The West may not be taking this fight as seriously as it should. King Abdulaziz al-Saud died in January. Western leaders extended sympathy and friendship to the kingdom. President Obama cut short a visit to India to attend the funeral after refusing to visit Paris for Charlie Hebdo memorials. All express hopes that Saudi Arabia would move to a more progressive future, but none challenge the feeble progress or offers suggestions on Wahhabi extremism.
Now could be the ideal time for stern dialogue with the Saudis, reminding that they are a prime target of the extremists. A decade before the 2001 attacks on the World Trade Center and Pentagon, Osama bin Laden declared war on the House of Saud for allying with the United States in the first Gulf War.

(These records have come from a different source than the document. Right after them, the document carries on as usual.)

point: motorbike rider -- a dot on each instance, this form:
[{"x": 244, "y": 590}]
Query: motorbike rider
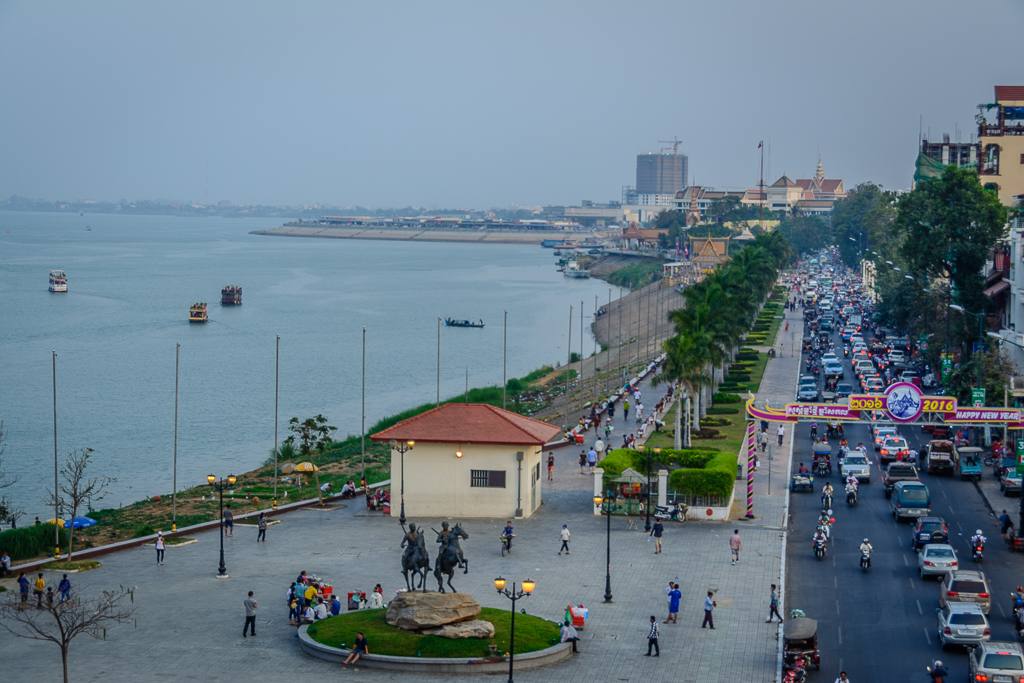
[{"x": 865, "y": 547}]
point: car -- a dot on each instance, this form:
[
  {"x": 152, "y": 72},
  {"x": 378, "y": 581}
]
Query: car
[
  {"x": 858, "y": 465},
  {"x": 893, "y": 449},
  {"x": 962, "y": 624},
  {"x": 929, "y": 529},
  {"x": 881, "y": 432},
  {"x": 936, "y": 559},
  {"x": 995, "y": 660},
  {"x": 1010, "y": 482},
  {"x": 966, "y": 586}
]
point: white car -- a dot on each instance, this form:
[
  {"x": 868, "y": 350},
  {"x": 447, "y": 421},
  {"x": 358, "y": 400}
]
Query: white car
[
  {"x": 936, "y": 559},
  {"x": 858, "y": 465}
]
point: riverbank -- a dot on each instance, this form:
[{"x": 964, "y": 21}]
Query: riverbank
[{"x": 510, "y": 237}]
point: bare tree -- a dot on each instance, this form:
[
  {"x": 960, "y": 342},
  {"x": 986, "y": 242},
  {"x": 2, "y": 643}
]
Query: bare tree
[
  {"x": 60, "y": 623},
  {"x": 75, "y": 488}
]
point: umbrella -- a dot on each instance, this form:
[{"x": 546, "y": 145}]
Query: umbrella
[{"x": 82, "y": 522}]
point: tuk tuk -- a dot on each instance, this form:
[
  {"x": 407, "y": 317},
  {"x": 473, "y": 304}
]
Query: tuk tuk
[
  {"x": 800, "y": 640},
  {"x": 822, "y": 458},
  {"x": 971, "y": 463}
]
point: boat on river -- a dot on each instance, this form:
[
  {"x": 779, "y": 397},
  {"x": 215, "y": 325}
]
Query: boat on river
[
  {"x": 197, "y": 313},
  {"x": 230, "y": 296},
  {"x": 58, "y": 281},
  {"x": 462, "y": 324}
]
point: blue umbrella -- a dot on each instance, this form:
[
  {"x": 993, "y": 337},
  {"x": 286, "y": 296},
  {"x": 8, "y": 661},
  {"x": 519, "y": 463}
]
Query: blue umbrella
[{"x": 83, "y": 522}]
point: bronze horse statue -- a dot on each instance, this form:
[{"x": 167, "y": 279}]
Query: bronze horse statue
[
  {"x": 416, "y": 558},
  {"x": 450, "y": 557}
]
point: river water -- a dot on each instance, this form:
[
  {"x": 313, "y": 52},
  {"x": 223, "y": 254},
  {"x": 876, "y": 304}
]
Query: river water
[{"x": 131, "y": 280}]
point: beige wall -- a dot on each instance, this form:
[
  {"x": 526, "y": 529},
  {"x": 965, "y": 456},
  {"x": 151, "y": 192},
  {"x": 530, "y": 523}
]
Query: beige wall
[
  {"x": 437, "y": 483},
  {"x": 1011, "y": 177}
]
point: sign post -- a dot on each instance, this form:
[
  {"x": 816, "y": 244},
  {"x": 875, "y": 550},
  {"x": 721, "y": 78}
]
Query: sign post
[{"x": 978, "y": 397}]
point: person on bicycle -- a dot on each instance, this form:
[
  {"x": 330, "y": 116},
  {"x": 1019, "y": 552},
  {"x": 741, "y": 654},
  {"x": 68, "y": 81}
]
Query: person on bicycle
[{"x": 507, "y": 535}]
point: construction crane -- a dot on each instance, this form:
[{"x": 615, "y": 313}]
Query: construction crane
[{"x": 674, "y": 142}]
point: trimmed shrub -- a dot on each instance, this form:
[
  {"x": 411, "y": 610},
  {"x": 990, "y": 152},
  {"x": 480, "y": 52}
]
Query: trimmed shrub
[{"x": 29, "y": 542}]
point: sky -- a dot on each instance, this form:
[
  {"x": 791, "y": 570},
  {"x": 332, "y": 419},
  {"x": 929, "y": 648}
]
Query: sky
[{"x": 479, "y": 104}]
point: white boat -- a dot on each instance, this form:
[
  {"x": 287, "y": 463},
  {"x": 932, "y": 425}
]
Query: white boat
[
  {"x": 58, "y": 281},
  {"x": 572, "y": 269}
]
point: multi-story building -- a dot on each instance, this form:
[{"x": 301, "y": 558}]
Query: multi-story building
[
  {"x": 1000, "y": 143},
  {"x": 660, "y": 173}
]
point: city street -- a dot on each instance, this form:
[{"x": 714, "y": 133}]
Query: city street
[{"x": 882, "y": 625}]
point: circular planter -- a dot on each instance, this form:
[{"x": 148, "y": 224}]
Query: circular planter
[{"x": 497, "y": 665}]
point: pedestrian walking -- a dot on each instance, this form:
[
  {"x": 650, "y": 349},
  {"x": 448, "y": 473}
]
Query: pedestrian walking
[
  {"x": 37, "y": 589},
  {"x": 261, "y": 525},
  {"x": 735, "y": 545},
  {"x": 773, "y": 609},
  {"x": 250, "y": 604},
  {"x": 564, "y": 538},
  {"x": 710, "y": 605},
  {"x": 674, "y": 596},
  {"x": 228, "y": 521},
  {"x": 652, "y": 637}
]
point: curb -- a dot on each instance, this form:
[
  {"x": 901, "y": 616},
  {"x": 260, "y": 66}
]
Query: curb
[{"x": 498, "y": 665}]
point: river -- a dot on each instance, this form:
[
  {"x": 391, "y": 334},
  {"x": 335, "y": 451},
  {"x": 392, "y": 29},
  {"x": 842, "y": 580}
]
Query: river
[{"x": 131, "y": 281}]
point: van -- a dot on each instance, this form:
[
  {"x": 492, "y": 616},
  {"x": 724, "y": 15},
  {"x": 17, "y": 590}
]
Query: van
[{"x": 910, "y": 499}]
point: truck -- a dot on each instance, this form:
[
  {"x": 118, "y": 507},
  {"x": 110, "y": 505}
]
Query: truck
[
  {"x": 897, "y": 472},
  {"x": 942, "y": 457}
]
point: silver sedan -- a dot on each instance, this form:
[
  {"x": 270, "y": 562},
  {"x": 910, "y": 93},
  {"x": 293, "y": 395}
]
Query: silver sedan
[{"x": 937, "y": 559}]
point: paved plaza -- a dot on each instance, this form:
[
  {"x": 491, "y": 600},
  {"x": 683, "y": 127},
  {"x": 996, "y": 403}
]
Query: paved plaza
[{"x": 189, "y": 624}]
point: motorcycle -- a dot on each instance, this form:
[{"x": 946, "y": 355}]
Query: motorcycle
[
  {"x": 675, "y": 512},
  {"x": 865, "y": 560}
]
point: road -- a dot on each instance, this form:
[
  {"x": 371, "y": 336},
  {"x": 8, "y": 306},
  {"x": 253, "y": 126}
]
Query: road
[{"x": 882, "y": 625}]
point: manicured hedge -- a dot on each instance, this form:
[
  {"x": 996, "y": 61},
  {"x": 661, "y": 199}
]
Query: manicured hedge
[
  {"x": 716, "y": 478},
  {"x": 29, "y": 542}
]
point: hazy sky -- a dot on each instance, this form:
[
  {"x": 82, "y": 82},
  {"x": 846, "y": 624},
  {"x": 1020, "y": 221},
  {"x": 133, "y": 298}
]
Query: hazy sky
[{"x": 478, "y": 103}]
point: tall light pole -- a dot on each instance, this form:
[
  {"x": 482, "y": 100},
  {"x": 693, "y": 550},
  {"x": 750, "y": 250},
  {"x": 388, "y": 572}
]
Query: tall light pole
[
  {"x": 402, "y": 447},
  {"x": 513, "y": 595},
  {"x": 174, "y": 477},
  {"x": 219, "y": 486}
]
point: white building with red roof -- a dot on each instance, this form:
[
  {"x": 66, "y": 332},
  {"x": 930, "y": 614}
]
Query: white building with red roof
[{"x": 467, "y": 460}]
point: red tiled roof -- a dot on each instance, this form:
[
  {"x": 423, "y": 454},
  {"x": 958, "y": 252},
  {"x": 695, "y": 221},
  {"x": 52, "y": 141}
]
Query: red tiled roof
[
  {"x": 1005, "y": 92},
  {"x": 470, "y": 423}
]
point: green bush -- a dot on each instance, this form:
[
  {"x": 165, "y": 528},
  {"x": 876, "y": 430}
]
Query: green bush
[
  {"x": 715, "y": 410},
  {"x": 29, "y": 542},
  {"x": 716, "y": 478}
]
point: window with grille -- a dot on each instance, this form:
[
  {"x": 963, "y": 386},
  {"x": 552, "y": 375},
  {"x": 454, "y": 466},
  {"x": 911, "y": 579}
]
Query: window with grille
[{"x": 487, "y": 478}]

The royal family has been digging their own graves for generations, and the alliance with Wahhabi bigotry is no longer a political asset. The Saudis must change Arabia and stop feeding the blood-thirsty beast of Wahhabism – for their own survival, the good of Islam and the sake of world peace. Westerns and Muslims alike must prepare to do whatever it takes to convince Saudis to change.
Azeem Ibrahim, PhD, is an international security lecturer at the University of Chicago and an adjunct research professor at the Strategic Studies Institute, US Army War College. In 2009 Ibrahim was a Yale World Fellow.